The Money, and the Map
In November 2025 Plentify closed an oversubscribed Series A that brought its total capital raised to roughly $15 million. The round was led by Secha Capital and Buffet Investments alongside a South African family office, with participation from existing backers E3 Capital and Fireball Capital and new investors including Endeavor South Africa's Harvest Fund and Satgana. Since its previous raise in 2023, the company says its deployments have grown more than tenfold.
Here is the genuinely interesting strategic bet buried in that press release. Plentify is not raising money to dig deeper into South Africa. It's raising money to leave - or rather, to export. The company is preparing pilot projects in the United Kingdom, Australia and Brazil. The logic is elegant, if unproven: South Africa is one of the hardest grid environments on earth, and a product forged there - one that assumes power is scarce, expensive and unreliable - should have an easier time in markets where those problems exist in milder form. The constraint became the product. Whether a load-shedding solution translates cleanly to a British tariff structure or an Australian rooftop-solar boom is exactly the question the Series A is meant to answer.
Underneath the hardware, the business model is a hybrid that's become fashionable for a reason: sell a device, then sell the intelligence that runs on it. Plentify sells and installs HotBot and SolarBot to homeowners, tenants and installers, and layers a software platform on top for the people who care about aggregate behavior - property developers who want lower common-area bills, and eventually utilities who will pay real money for demand flexibility they can dispatch. The customer list is deliberately broad: solar households and non-solar households, tenants who don't own their geyser, installers who resell the hardware, and property companies who buy it at estate scale. That breadth is a hedge.
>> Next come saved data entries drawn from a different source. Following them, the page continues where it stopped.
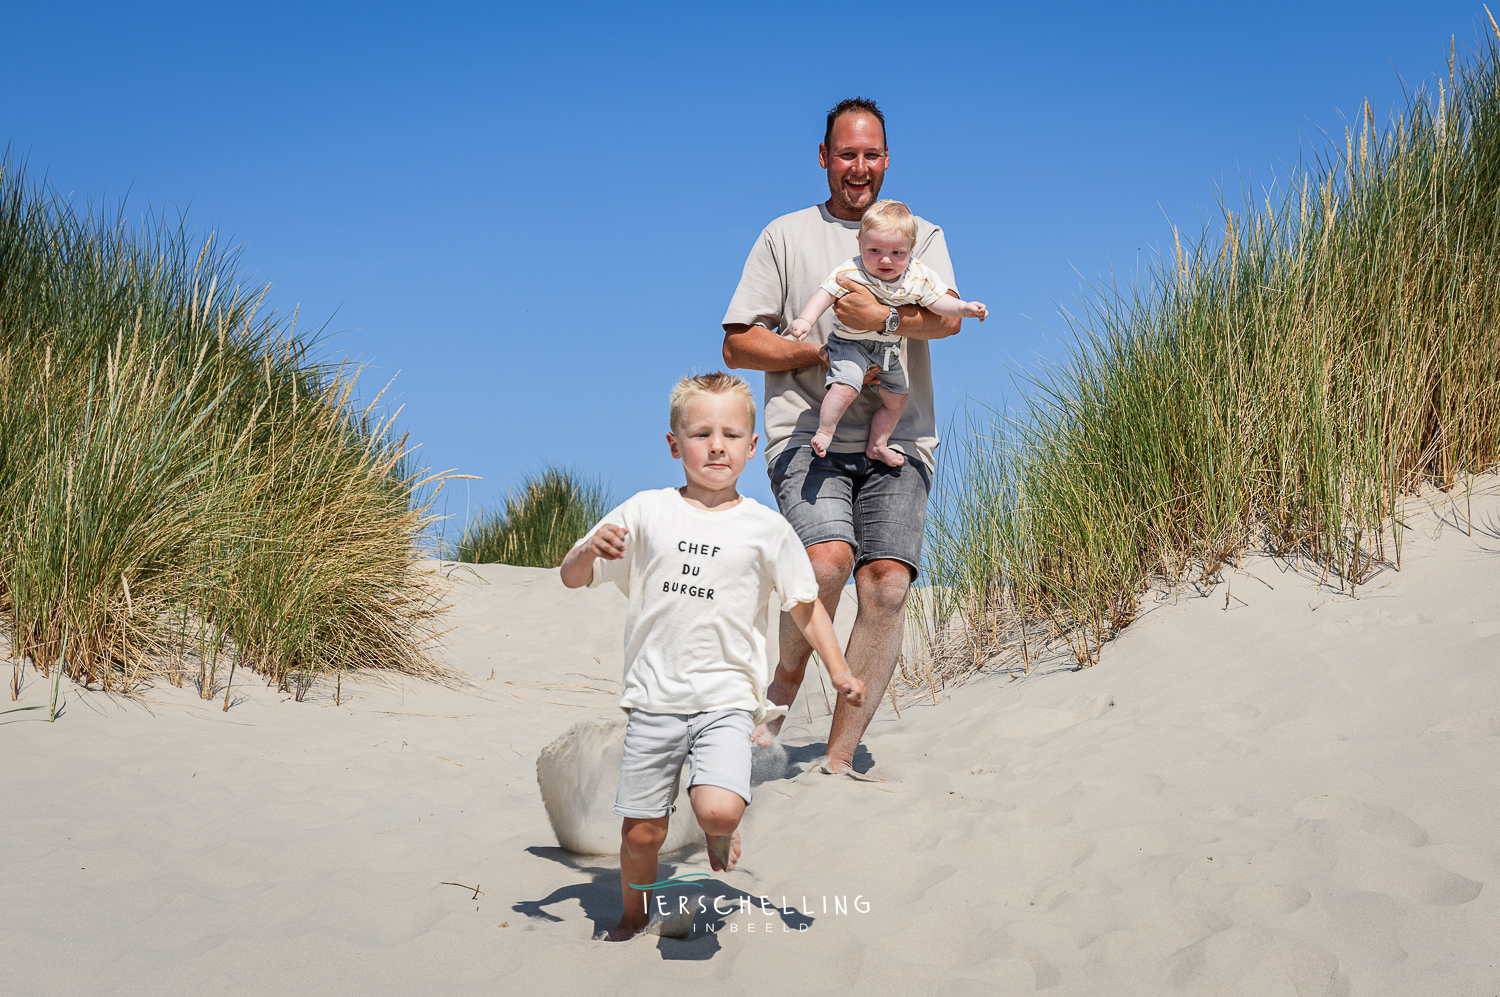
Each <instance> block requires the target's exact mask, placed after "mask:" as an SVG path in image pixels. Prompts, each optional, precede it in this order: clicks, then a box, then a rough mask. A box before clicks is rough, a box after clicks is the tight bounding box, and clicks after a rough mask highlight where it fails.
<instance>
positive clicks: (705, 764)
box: [687, 709, 754, 873]
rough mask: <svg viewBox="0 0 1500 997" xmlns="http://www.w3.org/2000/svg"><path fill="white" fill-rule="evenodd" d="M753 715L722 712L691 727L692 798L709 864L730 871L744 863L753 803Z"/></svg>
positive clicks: (744, 713)
mask: <svg viewBox="0 0 1500 997" xmlns="http://www.w3.org/2000/svg"><path fill="white" fill-rule="evenodd" d="M753 724H754V721H753V720H751V717H750V712H748V711H744V709H720V711H714V712H711V714H699V715H697V717H694V718H693V720H691V721H690V724H688V727H690V729H691V732H693V733H691V738H693V747H691V748H688V757H690V759H691V762H693V778H691V781H690V783H688V786H687V796H688V799H691V801H693V816H694V817H697V826H699V828H702V829H703V837H705V838H706V841H708V865H709V867H711V868H712V870H714V871H715V873H730V871H733V868H735V865H738V862H739V819H741V817H744V813H745V807H747V805H748V804H750V727H751V726H753Z"/></svg>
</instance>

A company betting everything on one customer type in one country is fragile; a company that can sell the same box to a landlord, a homeowner and a grid operator has more ways to win.
It's also a distinctly Cape Town story in a way that matters. The roughly 70-person team was assembled in a market where energy isn't an abstraction or a sustainability line item - it's a daily, physical inconvenience, complete with a published schedule of when your lights go out. Building for users who feel the grid's failures in the shower every morning tends to produce products that are ruthlessly practical rather than aspirational. HotBot doesn't ask you to care about carbon. It asks you to keep your hot water and lower your bill, and it handles the grid math quietly in the background. The climate benefit is real, but it rides in on self-interest, which is usually the only vehicle that actually scales.
It's worth being clear-eyed about what Plentify is and isn't. It is not selling a miracle. It is selling coordination - the deeply unsexy work of making ordinary hardware measure itself accurately, model itself honestly, and behave considerately toward a shared grid. There's competition, from Tesla's Powerwall ecosystem to demand-response platforms abroad to local solar installers at home. But most of that competition is fighting over the glamorous end of the stack. Plentify went for the water heater, the appliance nobody photographs, and found the most under-managed watt-hours in the house. Boring, at grid scale, turns out to be a real advantage.
The pitch, stripped of jargon, is this: your geyser is already the biggest energy decision in your home, made badly, thousands of times a day, by an appliance with no idea what's happening on the grid. Plentify gives it a brain. Multiply that by enough homes and you haven't just lowered some bills - you've quietly built a power plant that lives in ceilings.